We are now well into Dolphin season and the results have frankly been disappointing. Very few large fish have been caught, even during the mid May period when historically the bigger fish migrate through our area. The volume of schoolie fish, those between 4 and 8 pounds is also down. Not withstanding the tough fishing we have been able to produce decent catches by working really hard to track down birds, floating debris and scattered weed. One bright spot over the last month has been the quality SAilfishing which is late in the season for these fish. A dramatic color change has been in place outside the reef edge featuring green water on one side and blue water with strong east current on the other. Live baiting has produced most of the action. There have also been full sized Blackfin Tuna in the 20 to 30 pound range mixed in.
The month of April can often offer Key West’s best fishing of the year. The variety of fishing opportunities from Sailfish to Snapper is unmatched
by any other time of year. One reason for this is the seasonal overlap of species. Winter residents such as King Mackerel and Blackfin Tuna linger on
while spring and summer residents such as Dolphin are arriving in the area. Meanwhile warming water temperatures on the reef edge stimulate the Snapper bite.
Ultimately however, successful fishing on any given charter date requires that we take advantage of the specific conditions that exist on the day in question.

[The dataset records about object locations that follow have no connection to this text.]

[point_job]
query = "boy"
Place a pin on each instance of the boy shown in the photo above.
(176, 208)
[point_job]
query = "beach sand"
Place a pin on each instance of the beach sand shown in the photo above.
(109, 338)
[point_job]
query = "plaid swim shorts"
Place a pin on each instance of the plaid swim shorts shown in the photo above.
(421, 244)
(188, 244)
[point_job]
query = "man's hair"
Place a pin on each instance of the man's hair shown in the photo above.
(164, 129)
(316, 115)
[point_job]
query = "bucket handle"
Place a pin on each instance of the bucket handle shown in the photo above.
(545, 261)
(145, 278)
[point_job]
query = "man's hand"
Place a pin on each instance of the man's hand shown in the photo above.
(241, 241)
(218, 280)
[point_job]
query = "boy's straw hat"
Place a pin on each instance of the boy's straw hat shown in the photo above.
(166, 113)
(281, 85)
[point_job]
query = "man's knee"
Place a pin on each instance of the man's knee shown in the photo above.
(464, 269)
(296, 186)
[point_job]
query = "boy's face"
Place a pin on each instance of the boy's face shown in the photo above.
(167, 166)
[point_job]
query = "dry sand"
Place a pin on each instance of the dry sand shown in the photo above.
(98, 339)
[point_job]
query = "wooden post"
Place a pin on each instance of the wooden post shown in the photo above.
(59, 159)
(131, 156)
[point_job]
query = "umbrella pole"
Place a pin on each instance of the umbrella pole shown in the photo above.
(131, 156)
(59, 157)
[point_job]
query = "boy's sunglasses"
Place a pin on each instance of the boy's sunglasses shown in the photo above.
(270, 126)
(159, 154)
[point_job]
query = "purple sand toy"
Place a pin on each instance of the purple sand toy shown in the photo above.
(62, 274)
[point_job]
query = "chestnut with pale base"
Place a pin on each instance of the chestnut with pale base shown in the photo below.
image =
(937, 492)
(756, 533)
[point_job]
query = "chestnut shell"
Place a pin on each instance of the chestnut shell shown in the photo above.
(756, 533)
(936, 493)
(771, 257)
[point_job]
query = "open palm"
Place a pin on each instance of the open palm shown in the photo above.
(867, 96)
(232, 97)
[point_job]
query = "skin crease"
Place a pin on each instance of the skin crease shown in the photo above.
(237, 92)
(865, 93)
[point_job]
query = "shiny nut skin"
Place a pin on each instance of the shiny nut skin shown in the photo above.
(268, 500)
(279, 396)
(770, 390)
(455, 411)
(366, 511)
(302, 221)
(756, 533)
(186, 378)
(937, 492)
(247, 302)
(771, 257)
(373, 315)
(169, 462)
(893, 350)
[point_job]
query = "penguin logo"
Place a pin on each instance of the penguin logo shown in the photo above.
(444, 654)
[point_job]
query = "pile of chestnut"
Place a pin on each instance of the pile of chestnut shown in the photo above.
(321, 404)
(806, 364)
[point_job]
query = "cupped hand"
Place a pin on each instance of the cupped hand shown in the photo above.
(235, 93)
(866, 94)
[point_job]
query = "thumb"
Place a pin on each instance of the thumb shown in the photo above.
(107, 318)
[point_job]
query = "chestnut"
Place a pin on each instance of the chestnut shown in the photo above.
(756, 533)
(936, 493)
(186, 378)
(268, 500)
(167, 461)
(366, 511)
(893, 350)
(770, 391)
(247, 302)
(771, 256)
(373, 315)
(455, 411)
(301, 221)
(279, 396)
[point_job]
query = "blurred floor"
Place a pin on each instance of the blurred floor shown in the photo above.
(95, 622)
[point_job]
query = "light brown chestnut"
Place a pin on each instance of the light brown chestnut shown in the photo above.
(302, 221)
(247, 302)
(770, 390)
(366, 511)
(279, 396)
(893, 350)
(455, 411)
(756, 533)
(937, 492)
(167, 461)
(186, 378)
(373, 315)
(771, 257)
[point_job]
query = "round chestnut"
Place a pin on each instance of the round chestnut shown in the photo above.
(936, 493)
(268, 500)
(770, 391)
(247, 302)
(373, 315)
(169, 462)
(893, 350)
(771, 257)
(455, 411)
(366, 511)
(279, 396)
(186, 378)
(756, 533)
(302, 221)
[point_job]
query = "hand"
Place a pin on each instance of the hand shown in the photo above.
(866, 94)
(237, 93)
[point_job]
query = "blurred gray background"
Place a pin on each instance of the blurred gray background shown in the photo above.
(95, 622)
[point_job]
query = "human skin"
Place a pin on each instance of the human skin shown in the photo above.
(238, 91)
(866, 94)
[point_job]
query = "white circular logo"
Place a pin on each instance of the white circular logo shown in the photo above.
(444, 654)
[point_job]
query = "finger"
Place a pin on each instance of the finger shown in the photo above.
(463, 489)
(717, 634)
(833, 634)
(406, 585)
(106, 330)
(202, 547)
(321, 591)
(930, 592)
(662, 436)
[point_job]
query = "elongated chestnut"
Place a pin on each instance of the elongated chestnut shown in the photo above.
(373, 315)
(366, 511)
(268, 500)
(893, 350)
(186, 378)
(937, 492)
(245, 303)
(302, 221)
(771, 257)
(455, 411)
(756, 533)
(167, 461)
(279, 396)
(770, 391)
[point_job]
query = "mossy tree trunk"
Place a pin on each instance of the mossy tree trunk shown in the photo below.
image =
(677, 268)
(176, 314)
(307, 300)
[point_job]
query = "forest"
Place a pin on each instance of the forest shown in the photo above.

First, we are paying attention to wind direction and velocity, a north wind at 15 knots means something quite different than light and variable southeast. Secondly,
we are checking for the amount of current and it’s direction along the reef edge, combined with overall water clarity. Theses variables are in constant flux, dirty water and heavy current in one direction will often give way to very clean water with current in the opposite direction overnight. All of this effects the behavior of the fish we target and gives us a good idea of what to fish for and what tactics will be successful. We know from long experience that its not a good idea to “fight the conditions”, so for example if we have our hearts set on kite fishing for Sails but we find there is no wind and that the water in the targeted depth is dirty and full of scattered weed, kite fishing isn’t going to work out and we better go to plan B. We recommend you Fish for what’s biting and enjoy the day.
Many people believe that the month of April is the best fishing month of the year in Key West.
This is because no other month offers as much variety. All the winter species are still biting, while the spring migration
is adding to the abundance of Sailfish, Dolphin, Amberjack, Permit and many others. We have been Kite fishing with live bait
to produce Sailfish action, anchoring and chumming the reef for Snapper and making forays into the deep water for early season Dolphin.